CPU Protection Levels
The x86 architecture offers a range of protection levels, also known as rings, in which code can execute and which operating systems and applications use to manage access to the computer hardware. Ring 0 has the highest level privilege and it is in this ring that the operating system kernel normally runs. Code executing in ring 0 is said to be running in system space, kernel mode or supervisor mode. All other code such as applications running on the operating system operates in less privileged rings, typically ring 3.
Keep in mind that the CPU privilege level has nothing to do with operating system users. Whether you’re root, Administrator, guest, or a regular user, it does not matter. All user code runs in ring 3 and all kernel code runs in ring 0, regardless of the OS user on whose behalf the code operates.
The term "ring" (as it applies to x86 architecture machines and Windows) appears to refer to the original 80386 architecture reference manual's drawing of the four levels of protection - as concentric circles of operations.

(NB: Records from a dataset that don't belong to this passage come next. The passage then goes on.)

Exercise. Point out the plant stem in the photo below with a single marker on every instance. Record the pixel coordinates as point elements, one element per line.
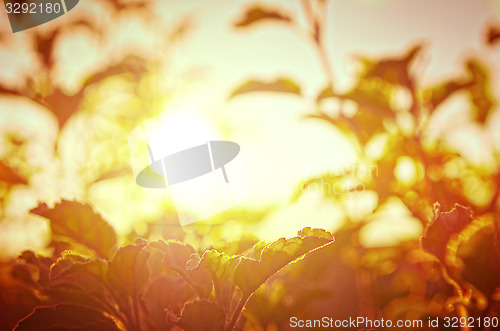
<point>317,36</point>
<point>237,312</point>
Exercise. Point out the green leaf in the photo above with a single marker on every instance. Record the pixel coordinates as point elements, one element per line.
<point>200,315</point>
<point>258,14</point>
<point>250,274</point>
<point>80,223</point>
<point>444,227</point>
<point>280,85</point>
<point>66,317</point>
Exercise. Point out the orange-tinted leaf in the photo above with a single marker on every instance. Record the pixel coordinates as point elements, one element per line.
<point>220,265</point>
<point>64,105</point>
<point>126,270</point>
<point>481,257</point>
<point>280,85</point>
<point>438,94</point>
<point>10,176</point>
<point>480,91</point>
<point>250,274</point>
<point>82,283</point>
<point>80,223</point>
<point>176,258</point>
<point>201,315</point>
<point>393,70</point>
<point>259,14</point>
<point>444,227</point>
<point>42,263</point>
<point>327,92</point>
<point>66,317</point>
<point>239,246</point>
<point>165,292</point>
<point>493,35</point>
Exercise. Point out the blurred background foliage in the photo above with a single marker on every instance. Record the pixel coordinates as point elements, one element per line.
<point>363,148</point>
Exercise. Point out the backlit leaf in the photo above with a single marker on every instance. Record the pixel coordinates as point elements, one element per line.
<point>250,274</point>
<point>443,227</point>
<point>259,14</point>
<point>66,317</point>
<point>11,176</point>
<point>480,91</point>
<point>80,223</point>
<point>201,315</point>
<point>395,71</point>
<point>481,257</point>
<point>438,94</point>
<point>280,85</point>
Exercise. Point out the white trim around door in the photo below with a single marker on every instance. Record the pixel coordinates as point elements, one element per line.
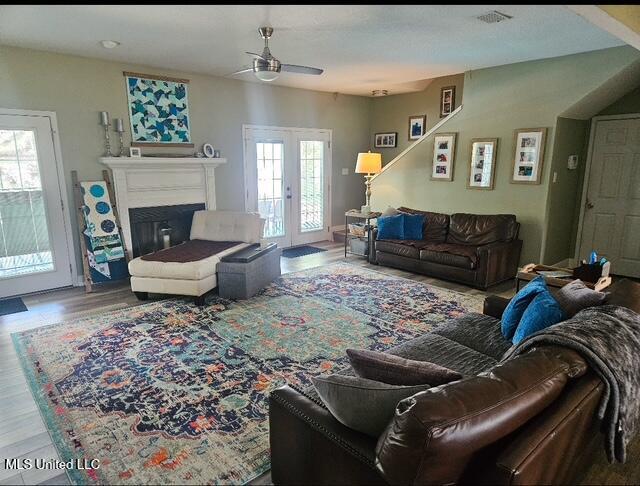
<point>67,254</point>
<point>295,150</point>
<point>587,175</point>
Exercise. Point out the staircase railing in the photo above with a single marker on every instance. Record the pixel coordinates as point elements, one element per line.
<point>417,142</point>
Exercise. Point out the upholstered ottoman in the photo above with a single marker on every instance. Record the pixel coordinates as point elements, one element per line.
<point>243,274</point>
<point>191,267</point>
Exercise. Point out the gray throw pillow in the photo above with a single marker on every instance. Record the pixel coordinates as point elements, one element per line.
<point>576,296</point>
<point>395,370</point>
<point>390,211</point>
<point>363,405</point>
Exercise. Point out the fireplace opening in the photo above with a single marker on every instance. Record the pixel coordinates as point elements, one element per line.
<point>159,227</point>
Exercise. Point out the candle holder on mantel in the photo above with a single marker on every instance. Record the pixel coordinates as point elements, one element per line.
<point>118,127</point>
<point>104,121</point>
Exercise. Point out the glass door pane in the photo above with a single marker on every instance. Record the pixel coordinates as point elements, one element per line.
<point>24,236</point>
<point>311,185</point>
<point>270,165</point>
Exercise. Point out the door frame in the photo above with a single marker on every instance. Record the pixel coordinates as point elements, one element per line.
<point>76,280</point>
<point>587,170</point>
<point>245,165</point>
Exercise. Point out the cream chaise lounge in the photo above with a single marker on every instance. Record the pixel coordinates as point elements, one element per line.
<point>190,268</point>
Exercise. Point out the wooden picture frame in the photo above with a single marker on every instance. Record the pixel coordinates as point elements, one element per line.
<point>417,126</point>
<point>447,100</point>
<point>444,155</point>
<point>385,140</point>
<point>158,109</point>
<point>528,155</point>
<point>482,163</point>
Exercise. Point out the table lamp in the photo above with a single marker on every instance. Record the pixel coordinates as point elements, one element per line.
<point>368,163</point>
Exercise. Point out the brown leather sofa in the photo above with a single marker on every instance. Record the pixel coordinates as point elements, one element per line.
<point>528,420</point>
<point>475,249</point>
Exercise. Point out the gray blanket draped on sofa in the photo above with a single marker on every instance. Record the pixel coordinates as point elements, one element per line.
<point>608,338</point>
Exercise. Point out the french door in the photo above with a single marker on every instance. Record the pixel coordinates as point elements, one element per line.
<point>34,250</point>
<point>287,180</point>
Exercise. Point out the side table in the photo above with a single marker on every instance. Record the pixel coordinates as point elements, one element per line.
<point>530,271</point>
<point>364,241</point>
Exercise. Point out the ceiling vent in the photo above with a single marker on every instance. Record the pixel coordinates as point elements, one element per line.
<point>493,17</point>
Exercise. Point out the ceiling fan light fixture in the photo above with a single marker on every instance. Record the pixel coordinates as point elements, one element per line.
<point>267,75</point>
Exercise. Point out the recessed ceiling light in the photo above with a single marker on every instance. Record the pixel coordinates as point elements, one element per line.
<point>107,44</point>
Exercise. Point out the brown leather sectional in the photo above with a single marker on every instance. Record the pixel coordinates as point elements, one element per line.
<point>474,249</point>
<point>528,420</point>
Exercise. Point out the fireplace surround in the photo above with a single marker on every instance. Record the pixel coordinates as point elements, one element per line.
<point>157,182</point>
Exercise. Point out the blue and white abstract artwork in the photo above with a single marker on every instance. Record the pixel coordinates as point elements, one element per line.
<point>158,110</point>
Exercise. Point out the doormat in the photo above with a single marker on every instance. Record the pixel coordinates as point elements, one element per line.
<point>299,251</point>
<point>12,306</point>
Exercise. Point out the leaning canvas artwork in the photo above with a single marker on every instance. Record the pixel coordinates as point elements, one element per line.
<point>158,110</point>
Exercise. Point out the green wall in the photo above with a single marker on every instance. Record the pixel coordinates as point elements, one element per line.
<point>497,101</point>
<point>563,200</point>
<point>391,113</point>
<point>77,88</point>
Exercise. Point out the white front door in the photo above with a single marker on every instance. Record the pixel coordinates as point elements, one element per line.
<point>612,207</point>
<point>287,180</point>
<point>34,251</point>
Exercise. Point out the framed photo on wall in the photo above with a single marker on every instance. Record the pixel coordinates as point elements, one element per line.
<point>482,163</point>
<point>385,140</point>
<point>447,100</point>
<point>417,124</point>
<point>444,152</point>
<point>528,155</point>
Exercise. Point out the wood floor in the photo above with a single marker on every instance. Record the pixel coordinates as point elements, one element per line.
<point>23,433</point>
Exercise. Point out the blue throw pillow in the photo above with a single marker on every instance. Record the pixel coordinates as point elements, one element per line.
<point>515,309</point>
<point>542,312</point>
<point>412,226</point>
<point>391,227</point>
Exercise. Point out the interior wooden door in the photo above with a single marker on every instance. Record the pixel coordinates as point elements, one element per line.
<point>612,208</point>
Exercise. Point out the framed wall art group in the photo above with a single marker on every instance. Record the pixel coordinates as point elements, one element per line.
<point>527,160</point>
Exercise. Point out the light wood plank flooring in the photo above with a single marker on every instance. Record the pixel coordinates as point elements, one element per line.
<point>22,431</point>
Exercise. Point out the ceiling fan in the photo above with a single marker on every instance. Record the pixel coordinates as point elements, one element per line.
<point>267,68</point>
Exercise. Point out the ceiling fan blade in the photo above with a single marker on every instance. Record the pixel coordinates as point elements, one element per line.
<point>259,56</point>
<point>242,71</point>
<point>295,68</point>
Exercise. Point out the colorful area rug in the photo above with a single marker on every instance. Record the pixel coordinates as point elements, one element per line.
<point>168,392</point>
<point>298,251</point>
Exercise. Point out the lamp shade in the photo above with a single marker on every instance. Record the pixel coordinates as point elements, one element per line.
<point>368,163</point>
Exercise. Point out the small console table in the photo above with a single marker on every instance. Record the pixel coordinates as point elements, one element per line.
<point>363,241</point>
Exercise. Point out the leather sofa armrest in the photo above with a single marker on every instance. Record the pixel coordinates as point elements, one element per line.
<point>497,262</point>
<point>494,306</point>
<point>309,446</point>
<point>435,434</point>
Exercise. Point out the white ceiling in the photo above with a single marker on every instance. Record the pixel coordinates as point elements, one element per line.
<point>361,47</point>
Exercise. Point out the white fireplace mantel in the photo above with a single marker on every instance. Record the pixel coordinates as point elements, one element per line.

Thus, Ring 3 was the outermost ring and provided the most protection, allowing only the execution of instructions that could not affect overall processor state. Ring 0 was the innermost ring and allowed total control of the processor.
Problems in x86 Virtualization
Unlike mainframes, the x86 architecture was not designed to support full virtualization because in these operating systems, designed to run directly on the bare-metal hardware, certain sensitive instructions expect the OS to be directly interacting with the hardware, making it difficult to realize ‘true’ virtualization (as defined by the Popek and Goldberg criteria).
Virtualizing the x86 architecture requires placing a virtualization layer under the operating system (which expects to be in the most privileged Ring 0) to create and manage the virtual machines that deliver shared resources. Further complicating the situation, some sensitive instructions can’t effectively be virtualized as they have different semantics when they are not executed in Ring 0. The difficulty in trapping and translating these sensitive and privileged instruction requests at runtime was the challenge that originally made x86 architecture virtualization look impossible.
VMware was the first company to find a way around this obstacle, by way of a method called the Binary Translation in which the privileged instructions were trapped by a software interpreter layer known as the Virtual Machine Monitor (VMM), and converted to ‘safe’ instructions that could be virtualized.
In 1998, VMware figured out how to virtualize the x86 platform, developing binary translation techniques that allow the VMM to run in Ring 0 for isolation and performance, while moving the operating system to a user level ring with greater privilege than applications in Ring 3 but less privilege than the virtual machine monitor in Ring 0. This combination of binary translation and direct execution on the processor allows multiple guest OSes to run in full isolation on the same computer.